Lorsque la guerre contre l’Islamisme radical et contre Al-Qaïda a été
déclenchée en 2001, des opérations militaires de grande envergure ont
été lancées en Afghanistan et en Irak. Les Talibans ont été
provisoirement chassés du pouvoir (ils y reviennent peu à peu) et l’Irak
est devenu l’épicentre du conflit Sunnite-Chiite alors même qu’aucune
arme de destruction massive n’a été découverte dans ce pays. Le 11
septembre 2001, ce ne sont pourtant pas des iraniens, des syriens ou des
libyens qui ont contribué à tuer 3.000 citoyens américains. Sur les 19
terroristes impliqués, 15 étaient saoudiens et 2 émiratis.

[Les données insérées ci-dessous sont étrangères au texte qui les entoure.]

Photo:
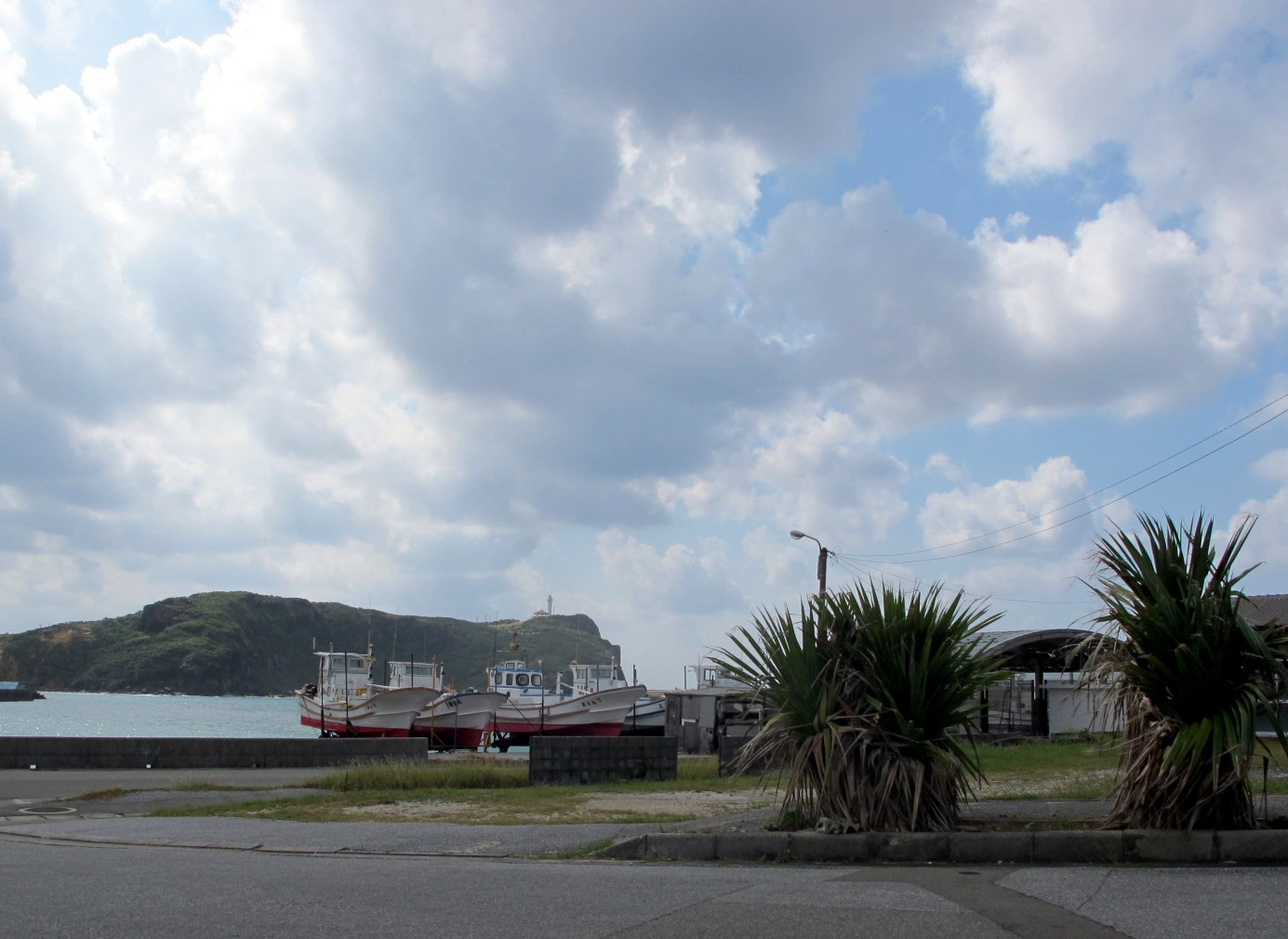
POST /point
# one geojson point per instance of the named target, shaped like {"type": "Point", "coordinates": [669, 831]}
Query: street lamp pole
{"type": "Point", "coordinates": [822, 559]}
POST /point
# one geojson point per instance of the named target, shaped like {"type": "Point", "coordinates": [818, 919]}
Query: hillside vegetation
{"type": "Point", "coordinates": [240, 643]}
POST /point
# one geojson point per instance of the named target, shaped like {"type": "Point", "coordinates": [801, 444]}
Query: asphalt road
{"type": "Point", "coordinates": [116, 892]}
{"type": "Point", "coordinates": [117, 876]}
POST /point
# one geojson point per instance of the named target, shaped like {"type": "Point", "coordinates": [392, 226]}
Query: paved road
{"type": "Point", "coordinates": [66, 889]}
{"type": "Point", "coordinates": [119, 876]}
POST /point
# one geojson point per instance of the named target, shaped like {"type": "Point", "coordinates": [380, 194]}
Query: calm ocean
{"type": "Point", "coordinates": [69, 714]}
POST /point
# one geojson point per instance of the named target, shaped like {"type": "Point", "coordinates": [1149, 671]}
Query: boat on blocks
{"type": "Point", "coordinates": [646, 715]}
{"type": "Point", "coordinates": [531, 708]}
{"type": "Point", "coordinates": [451, 721]}
{"type": "Point", "coordinates": [343, 702]}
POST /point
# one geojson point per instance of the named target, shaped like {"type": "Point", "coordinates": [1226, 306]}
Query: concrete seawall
{"type": "Point", "coordinates": [200, 752]}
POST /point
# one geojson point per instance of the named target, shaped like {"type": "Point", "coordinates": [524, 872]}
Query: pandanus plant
{"type": "Point", "coordinates": [1188, 674]}
{"type": "Point", "coordinates": [872, 695]}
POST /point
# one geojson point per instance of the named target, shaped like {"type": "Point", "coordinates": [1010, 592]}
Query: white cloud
{"type": "Point", "coordinates": [424, 297]}
{"type": "Point", "coordinates": [976, 517]}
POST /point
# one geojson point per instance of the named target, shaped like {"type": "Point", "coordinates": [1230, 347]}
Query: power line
{"type": "Point", "coordinates": [856, 568]}
{"type": "Point", "coordinates": [1090, 511]}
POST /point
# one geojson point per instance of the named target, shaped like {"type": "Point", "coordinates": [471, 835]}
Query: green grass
{"type": "Point", "coordinates": [1082, 769]}
{"type": "Point", "coordinates": [479, 791]}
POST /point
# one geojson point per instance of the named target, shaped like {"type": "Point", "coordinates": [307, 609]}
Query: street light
{"type": "Point", "coordinates": [822, 559]}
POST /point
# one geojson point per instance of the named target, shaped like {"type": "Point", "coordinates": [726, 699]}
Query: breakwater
{"type": "Point", "coordinates": [200, 752]}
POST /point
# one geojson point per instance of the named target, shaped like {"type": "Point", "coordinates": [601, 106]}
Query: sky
{"type": "Point", "coordinates": [445, 308]}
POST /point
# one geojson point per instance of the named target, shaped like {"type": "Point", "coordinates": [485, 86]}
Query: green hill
{"type": "Point", "coordinates": [238, 643]}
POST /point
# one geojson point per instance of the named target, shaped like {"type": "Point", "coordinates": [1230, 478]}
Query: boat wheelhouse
{"type": "Point", "coordinates": [531, 708]}
{"type": "Point", "coordinates": [343, 702]}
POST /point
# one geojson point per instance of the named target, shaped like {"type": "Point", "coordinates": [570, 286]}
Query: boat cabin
{"type": "Point", "coordinates": [343, 675]}
{"type": "Point", "coordinates": [417, 675]}
{"type": "Point", "coordinates": [588, 679]}
{"type": "Point", "coordinates": [515, 678]}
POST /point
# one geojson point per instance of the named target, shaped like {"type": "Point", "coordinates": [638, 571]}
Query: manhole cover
{"type": "Point", "coordinates": [50, 811]}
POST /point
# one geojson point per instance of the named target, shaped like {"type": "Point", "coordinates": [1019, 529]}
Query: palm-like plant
{"type": "Point", "coordinates": [1189, 675]}
{"type": "Point", "coordinates": [870, 697]}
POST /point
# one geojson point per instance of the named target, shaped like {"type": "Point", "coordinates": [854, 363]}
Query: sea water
{"type": "Point", "coordinates": [73, 714]}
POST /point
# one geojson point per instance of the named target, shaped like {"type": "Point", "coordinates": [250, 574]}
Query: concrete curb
{"type": "Point", "coordinates": [965, 848]}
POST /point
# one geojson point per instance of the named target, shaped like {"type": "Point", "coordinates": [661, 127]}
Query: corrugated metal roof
{"type": "Point", "coordinates": [1267, 608]}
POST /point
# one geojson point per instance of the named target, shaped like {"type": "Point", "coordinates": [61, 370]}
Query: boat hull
{"type": "Point", "coordinates": [458, 721]}
{"type": "Point", "coordinates": [598, 714]}
{"type": "Point", "coordinates": [388, 714]}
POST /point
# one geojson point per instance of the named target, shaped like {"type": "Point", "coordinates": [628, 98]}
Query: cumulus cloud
{"type": "Point", "coordinates": [976, 517]}
{"type": "Point", "coordinates": [420, 298]}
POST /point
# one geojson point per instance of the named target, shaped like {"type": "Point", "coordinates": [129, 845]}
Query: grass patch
{"type": "Point", "coordinates": [387, 775]}
{"type": "Point", "coordinates": [482, 789]}
{"type": "Point", "coordinates": [103, 795]}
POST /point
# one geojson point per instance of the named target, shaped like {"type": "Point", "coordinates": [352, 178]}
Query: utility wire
{"type": "Point", "coordinates": [869, 570]}
{"type": "Point", "coordinates": [1093, 495]}
{"type": "Point", "coordinates": [1083, 514]}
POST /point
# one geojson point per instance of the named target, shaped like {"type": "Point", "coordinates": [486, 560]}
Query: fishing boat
{"type": "Point", "coordinates": [451, 721]}
{"type": "Point", "coordinates": [646, 715]}
{"type": "Point", "coordinates": [343, 702]}
{"type": "Point", "coordinates": [531, 708]}
{"type": "Point", "coordinates": [458, 721]}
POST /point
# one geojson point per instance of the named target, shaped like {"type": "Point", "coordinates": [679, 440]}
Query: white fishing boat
{"type": "Point", "coordinates": [451, 721]}
{"type": "Point", "coordinates": [458, 721]}
{"type": "Point", "coordinates": [646, 715]}
{"type": "Point", "coordinates": [343, 702]}
{"type": "Point", "coordinates": [531, 708]}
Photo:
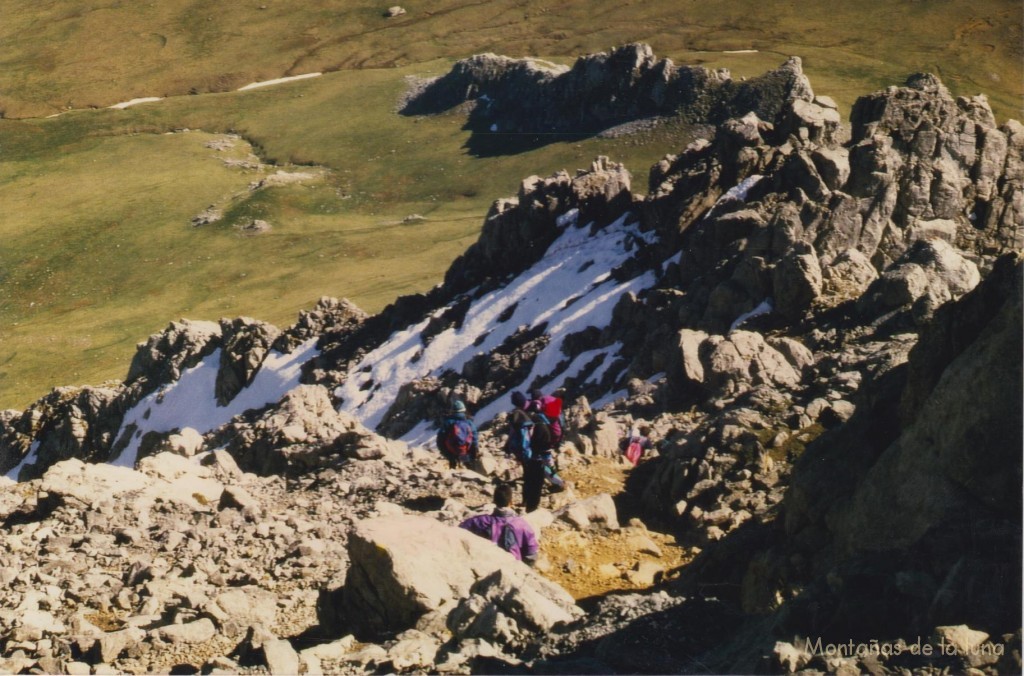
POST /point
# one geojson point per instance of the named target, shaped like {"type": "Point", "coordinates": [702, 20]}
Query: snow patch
{"type": "Point", "coordinates": [135, 101]}
{"type": "Point", "coordinates": [535, 297]}
{"type": "Point", "coordinates": [269, 83]}
{"type": "Point", "coordinates": [189, 402]}
{"type": "Point", "coordinates": [764, 307]}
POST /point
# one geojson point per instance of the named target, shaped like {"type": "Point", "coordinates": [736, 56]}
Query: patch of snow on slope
{"type": "Point", "coordinates": [763, 308]}
{"type": "Point", "coordinates": [737, 193]}
{"type": "Point", "coordinates": [189, 402]}
{"type": "Point", "coordinates": [268, 83]}
{"type": "Point", "coordinates": [577, 265]}
{"type": "Point", "coordinates": [135, 101]}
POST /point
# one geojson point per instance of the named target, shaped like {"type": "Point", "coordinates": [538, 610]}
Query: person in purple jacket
{"type": "Point", "coordinates": [506, 529]}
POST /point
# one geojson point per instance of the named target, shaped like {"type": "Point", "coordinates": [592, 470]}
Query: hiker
{"type": "Point", "coordinates": [637, 444]}
{"type": "Point", "coordinates": [529, 441]}
{"type": "Point", "coordinates": [457, 437]}
{"type": "Point", "coordinates": [551, 407]}
{"type": "Point", "coordinates": [506, 529]}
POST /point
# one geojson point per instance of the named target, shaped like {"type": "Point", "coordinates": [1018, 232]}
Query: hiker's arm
{"type": "Point", "coordinates": [527, 453]}
{"type": "Point", "coordinates": [529, 548]}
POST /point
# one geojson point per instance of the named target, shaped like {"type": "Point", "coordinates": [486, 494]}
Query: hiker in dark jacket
{"type": "Point", "coordinates": [529, 441]}
{"type": "Point", "coordinates": [551, 407]}
{"type": "Point", "coordinates": [505, 527]}
{"type": "Point", "coordinates": [457, 438]}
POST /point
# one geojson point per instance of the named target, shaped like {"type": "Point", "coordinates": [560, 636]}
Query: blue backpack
{"type": "Point", "coordinates": [459, 438]}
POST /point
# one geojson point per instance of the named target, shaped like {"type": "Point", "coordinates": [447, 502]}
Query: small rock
{"type": "Point", "coordinates": [194, 632]}
{"type": "Point", "coordinates": [281, 658]}
{"type": "Point", "coordinates": [964, 639]}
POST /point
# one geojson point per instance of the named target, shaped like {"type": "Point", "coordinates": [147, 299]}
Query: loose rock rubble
{"type": "Point", "coordinates": [824, 345]}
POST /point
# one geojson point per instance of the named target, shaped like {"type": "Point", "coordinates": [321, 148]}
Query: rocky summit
{"type": "Point", "coordinates": [818, 320]}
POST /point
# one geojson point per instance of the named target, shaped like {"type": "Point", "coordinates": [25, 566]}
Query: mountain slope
{"type": "Point", "coordinates": [780, 288]}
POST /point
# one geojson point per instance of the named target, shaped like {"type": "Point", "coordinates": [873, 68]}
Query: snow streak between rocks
{"type": "Point", "coordinates": [190, 402]}
{"type": "Point", "coordinates": [577, 266]}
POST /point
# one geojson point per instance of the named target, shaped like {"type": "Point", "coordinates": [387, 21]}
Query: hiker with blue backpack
{"type": "Point", "coordinates": [457, 438]}
{"type": "Point", "coordinates": [637, 444]}
{"type": "Point", "coordinates": [506, 529]}
{"type": "Point", "coordinates": [531, 441]}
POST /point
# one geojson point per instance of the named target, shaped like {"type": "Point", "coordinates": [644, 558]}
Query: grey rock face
{"type": "Point", "coordinates": [166, 354]}
{"type": "Point", "coordinates": [601, 90]}
{"type": "Point", "coordinates": [303, 431]}
{"type": "Point", "coordinates": [246, 343]}
{"type": "Point", "coordinates": [403, 567]}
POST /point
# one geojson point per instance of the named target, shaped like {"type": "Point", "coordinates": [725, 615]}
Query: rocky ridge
{"type": "Point", "coordinates": [806, 317]}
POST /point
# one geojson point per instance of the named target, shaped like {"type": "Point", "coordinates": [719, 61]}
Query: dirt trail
{"type": "Point", "coordinates": [595, 562]}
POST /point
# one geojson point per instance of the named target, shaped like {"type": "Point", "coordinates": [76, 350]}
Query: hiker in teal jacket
{"type": "Point", "coordinates": [457, 438]}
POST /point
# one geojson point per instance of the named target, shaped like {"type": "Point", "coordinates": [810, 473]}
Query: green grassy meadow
{"type": "Point", "coordinates": [98, 250]}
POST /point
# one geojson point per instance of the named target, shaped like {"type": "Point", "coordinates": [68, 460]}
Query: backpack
{"type": "Point", "coordinates": [542, 437]}
{"type": "Point", "coordinates": [507, 539]}
{"type": "Point", "coordinates": [634, 451]}
{"type": "Point", "coordinates": [459, 438]}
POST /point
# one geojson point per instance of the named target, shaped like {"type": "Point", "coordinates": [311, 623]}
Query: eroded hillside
{"type": "Point", "coordinates": [805, 311]}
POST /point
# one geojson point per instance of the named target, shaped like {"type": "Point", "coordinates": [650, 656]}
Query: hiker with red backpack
{"type": "Point", "coordinates": [457, 438]}
{"type": "Point", "coordinates": [506, 529]}
{"type": "Point", "coordinates": [530, 441]}
{"type": "Point", "coordinates": [551, 407]}
{"type": "Point", "coordinates": [637, 444]}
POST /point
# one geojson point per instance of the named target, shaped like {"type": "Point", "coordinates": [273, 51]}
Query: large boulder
{"type": "Point", "coordinates": [246, 343]}
{"type": "Point", "coordinates": [301, 432]}
{"type": "Point", "coordinates": [403, 567]}
{"type": "Point", "coordinates": [727, 366]}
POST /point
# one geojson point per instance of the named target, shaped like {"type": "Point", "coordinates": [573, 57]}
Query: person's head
{"type": "Point", "coordinates": [518, 399]}
{"type": "Point", "coordinates": [503, 495]}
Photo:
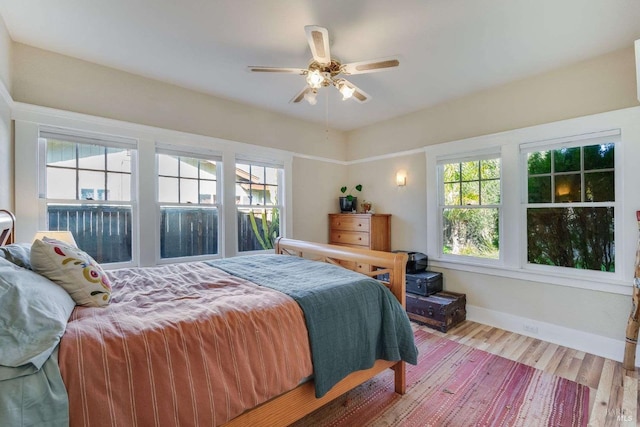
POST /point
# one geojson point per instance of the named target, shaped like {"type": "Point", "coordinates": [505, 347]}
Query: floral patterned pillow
{"type": "Point", "coordinates": [79, 274]}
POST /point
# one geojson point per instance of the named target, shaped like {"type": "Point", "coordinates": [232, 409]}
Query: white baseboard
{"type": "Point", "coordinates": [572, 338]}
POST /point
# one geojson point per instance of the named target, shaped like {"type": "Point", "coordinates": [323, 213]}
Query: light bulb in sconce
{"type": "Point", "coordinates": [401, 178]}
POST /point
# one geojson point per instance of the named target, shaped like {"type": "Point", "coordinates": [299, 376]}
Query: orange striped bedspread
{"type": "Point", "coordinates": [182, 344]}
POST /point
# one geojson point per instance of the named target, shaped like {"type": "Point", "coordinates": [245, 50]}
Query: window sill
{"type": "Point", "coordinates": [610, 285]}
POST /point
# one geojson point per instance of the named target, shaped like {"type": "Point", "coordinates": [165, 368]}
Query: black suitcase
{"type": "Point", "coordinates": [441, 311]}
{"type": "Point", "coordinates": [425, 283]}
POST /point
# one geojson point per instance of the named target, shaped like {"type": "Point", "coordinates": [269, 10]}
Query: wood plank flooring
{"type": "Point", "coordinates": [614, 393]}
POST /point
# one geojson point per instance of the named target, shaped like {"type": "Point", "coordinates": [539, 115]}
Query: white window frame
{"type": "Point", "coordinates": [281, 206]}
{"type": "Point", "coordinates": [467, 157]}
{"type": "Point", "coordinates": [196, 153]}
{"type": "Point", "coordinates": [86, 137]}
{"type": "Point", "coordinates": [572, 141]}
{"type": "Point", "coordinates": [626, 122]}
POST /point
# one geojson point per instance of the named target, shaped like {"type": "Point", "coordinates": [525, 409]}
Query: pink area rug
{"type": "Point", "coordinates": [457, 385]}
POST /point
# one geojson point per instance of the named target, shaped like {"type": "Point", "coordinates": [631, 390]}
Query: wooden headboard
{"type": "Point", "coordinates": [7, 227]}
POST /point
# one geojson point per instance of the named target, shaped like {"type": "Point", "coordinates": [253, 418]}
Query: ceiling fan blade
{"type": "Point", "coordinates": [370, 66]}
{"type": "Point", "coordinates": [358, 94]}
{"type": "Point", "coordinates": [259, 69]}
{"type": "Point", "coordinates": [300, 96]}
{"type": "Point", "coordinates": [318, 38]}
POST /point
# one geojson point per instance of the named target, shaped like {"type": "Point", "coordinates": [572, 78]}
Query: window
{"type": "Point", "coordinates": [87, 185]}
{"type": "Point", "coordinates": [258, 200]}
{"type": "Point", "coordinates": [189, 204]}
{"type": "Point", "coordinates": [570, 205]}
{"type": "Point", "coordinates": [470, 207]}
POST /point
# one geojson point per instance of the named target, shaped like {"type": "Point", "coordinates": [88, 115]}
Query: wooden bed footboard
{"type": "Point", "coordinates": [295, 404]}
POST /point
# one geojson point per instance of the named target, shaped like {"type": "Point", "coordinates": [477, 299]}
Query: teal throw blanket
{"type": "Point", "coordinates": [352, 319]}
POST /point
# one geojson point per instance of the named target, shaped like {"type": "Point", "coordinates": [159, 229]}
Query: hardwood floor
{"type": "Point", "coordinates": [614, 396]}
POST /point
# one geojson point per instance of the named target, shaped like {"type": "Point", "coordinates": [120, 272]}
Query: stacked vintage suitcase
{"type": "Point", "coordinates": [427, 303]}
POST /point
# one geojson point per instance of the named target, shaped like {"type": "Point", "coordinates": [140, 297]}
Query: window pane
{"type": "Point", "coordinates": [61, 153]}
{"type": "Point", "coordinates": [490, 192]}
{"type": "Point", "coordinates": [580, 237]}
{"type": "Point", "coordinates": [471, 193]}
{"type": "Point", "coordinates": [568, 188]}
{"type": "Point", "coordinates": [451, 172]}
{"type": "Point", "coordinates": [539, 162]}
{"type": "Point", "coordinates": [599, 156]}
{"type": "Point", "coordinates": [258, 228]}
{"type": "Point", "coordinates": [470, 171]}
{"type": "Point", "coordinates": [207, 192]}
{"type": "Point", "coordinates": [271, 176]}
{"type": "Point", "coordinates": [189, 191]}
{"type": "Point", "coordinates": [452, 194]}
{"type": "Point", "coordinates": [599, 187]}
{"type": "Point", "coordinates": [539, 189]}
{"type": "Point", "coordinates": [118, 187]}
{"type": "Point", "coordinates": [61, 183]}
{"type": "Point", "coordinates": [272, 195]}
{"type": "Point", "coordinates": [118, 160]}
{"type": "Point", "coordinates": [103, 231]}
{"type": "Point", "coordinates": [167, 165]}
{"type": "Point", "coordinates": [87, 179]}
{"type": "Point", "coordinates": [188, 231]}
{"type": "Point", "coordinates": [490, 169]}
{"type": "Point", "coordinates": [188, 167]}
{"type": "Point", "coordinates": [566, 159]}
{"type": "Point", "coordinates": [91, 157]}
{"type": "Point", "coordinates": [168, 190]}
{"type": "Point", "coordinates": [472, 232]}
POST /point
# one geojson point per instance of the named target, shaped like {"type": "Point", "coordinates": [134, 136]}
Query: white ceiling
{"type": "Point", "coordinates": [447, 48]}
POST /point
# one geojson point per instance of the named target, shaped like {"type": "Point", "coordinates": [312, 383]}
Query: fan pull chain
{"type": "Point", "coordinates": [326, 109]}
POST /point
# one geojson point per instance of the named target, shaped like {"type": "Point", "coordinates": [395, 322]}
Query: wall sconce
{"type": "Point", "coordinates": [63, 236]}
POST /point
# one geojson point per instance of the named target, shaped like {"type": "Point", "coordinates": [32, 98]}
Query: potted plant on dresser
{"type": "Point", "coordinates": [349, 202]}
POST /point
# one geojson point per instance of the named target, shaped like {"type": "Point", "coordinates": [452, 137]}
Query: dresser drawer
{"type": "Point", "coordinates": [349, 238]}
{"type": "Point", "coordinates": [351, 223]}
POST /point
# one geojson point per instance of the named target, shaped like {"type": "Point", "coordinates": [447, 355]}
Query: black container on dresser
{"type": "Point", "coordinates": [441, 311]}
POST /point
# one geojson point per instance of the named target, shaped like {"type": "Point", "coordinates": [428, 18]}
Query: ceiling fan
{"type": "Point", "coordinates": [325, 71]}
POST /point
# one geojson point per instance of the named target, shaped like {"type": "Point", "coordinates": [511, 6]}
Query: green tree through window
{"type": "Point", "coordinates": [470, 206]}
{"type": "Point", "coordinates": [570, 212]}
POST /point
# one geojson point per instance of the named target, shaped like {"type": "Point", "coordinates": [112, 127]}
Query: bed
{"type": "Point", "coordinates": [252, 340]}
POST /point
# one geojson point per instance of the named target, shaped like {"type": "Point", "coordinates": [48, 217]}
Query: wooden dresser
{"type": "Point", "coordinates": [365, 231]}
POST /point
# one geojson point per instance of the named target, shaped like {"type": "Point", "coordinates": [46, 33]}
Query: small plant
{"type": "Point", "coordinates": [349, 196]}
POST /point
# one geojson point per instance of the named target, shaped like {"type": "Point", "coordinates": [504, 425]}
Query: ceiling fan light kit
{"type": "Point", "coordinates": [324, 71]}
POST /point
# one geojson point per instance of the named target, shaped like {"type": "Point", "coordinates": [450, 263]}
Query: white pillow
{"type": "Point", "coordinates": [79, 274]}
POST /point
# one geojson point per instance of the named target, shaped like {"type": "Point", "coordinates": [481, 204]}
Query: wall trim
{"type": "Point", "coordinates": [6, 96]}
{"type": "Point", "coordinates": [37, 114]}
{"type": "Point", "coordinates": [579, 340]}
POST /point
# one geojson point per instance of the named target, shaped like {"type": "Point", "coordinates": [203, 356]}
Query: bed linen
{"type": "Point", "coordinates": [183, 344]}
{"type": "Point", "coordinates": [352, 319]}
{"type": "Point", "coordinates": [33, 316]}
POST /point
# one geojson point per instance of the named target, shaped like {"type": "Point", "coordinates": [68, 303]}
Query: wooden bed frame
{"type": "Point", "coordinates": [295, 404]}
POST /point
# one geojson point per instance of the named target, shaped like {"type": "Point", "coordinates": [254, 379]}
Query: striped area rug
{"type": "Point", "coordinates": [457, 385]}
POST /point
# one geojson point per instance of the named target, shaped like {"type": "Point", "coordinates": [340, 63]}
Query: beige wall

Je parlais
plus haut de l’Arabie Saoudite et du Qatar, et si les liens entre ces
deux pays et les États-Unis sont bien connus de tous, ceux de la France
avec l’Arabie Saoudite le sont moins, l’hexagone étant pourtant le principal fournisseur
européen d’armes du royaume Saoudien. Quand au Qatar, le journal
“l’expansion” décrivait récemment les très forts investissements de ce
pays en France sous le titre: “le Qatar rachète la France“.
L’article mentionnait notamment les investissements faits dans les
banlieues françaises, pour y promouvoir “la diversité culturelle et
religieuse via le soutien aux petites entreprises des quartiers
défavorisés musulmans” via un fonds d’investissement créé fin 2011. Y a
t-il un lien avec cette première et étonnante rencontre à Bagnolet au mois d’octobre 2011 et qui appelait à un printemps arabe en France?
Il est donc difficile de décrypter le but des ingérences de la France
et de ses alliés occidentaux dans le monde arabo musulman. Les projets
de démocratisation en Tunisie, en Egypte et en Lybie n’ont pas donné les
résultats attendus, l’occupation de l’Afghanistan et de l’Irak non
plus. En Irak, l’intervention militaire a permis au bloc chiite de venir
au pouvoir, mais la coalition occidentale fait maintenant le jeu des
sunnites en Syrie, avec l’appui de l’Arabie Saoudite et du Qatar. De
plus, il y a maintenant une menace sérieuse d’affrontements inter
religieux entre musulmans dans la région, et toutes ces révolutions
paraissent avoir favorisé l’implantation de certains mouvements
terroristes.
Les assassinats de Toulouse et de Montauban devraient apparaître pour
la France tout comme pour un certain nombre d’états occidentaux comme
un avertissement quand à leurs politiques extérieures, mais aussi
intérieures. Au lieu de rêver à une révolution du genre printemps
démocratique en Russie, les stratèges occidentaux devraient peut être
examiner avec soin les positions intelligentes de la diplomatie russe au
moyen orient, ainsi que le fonctionnement du modèle multiculturel russe.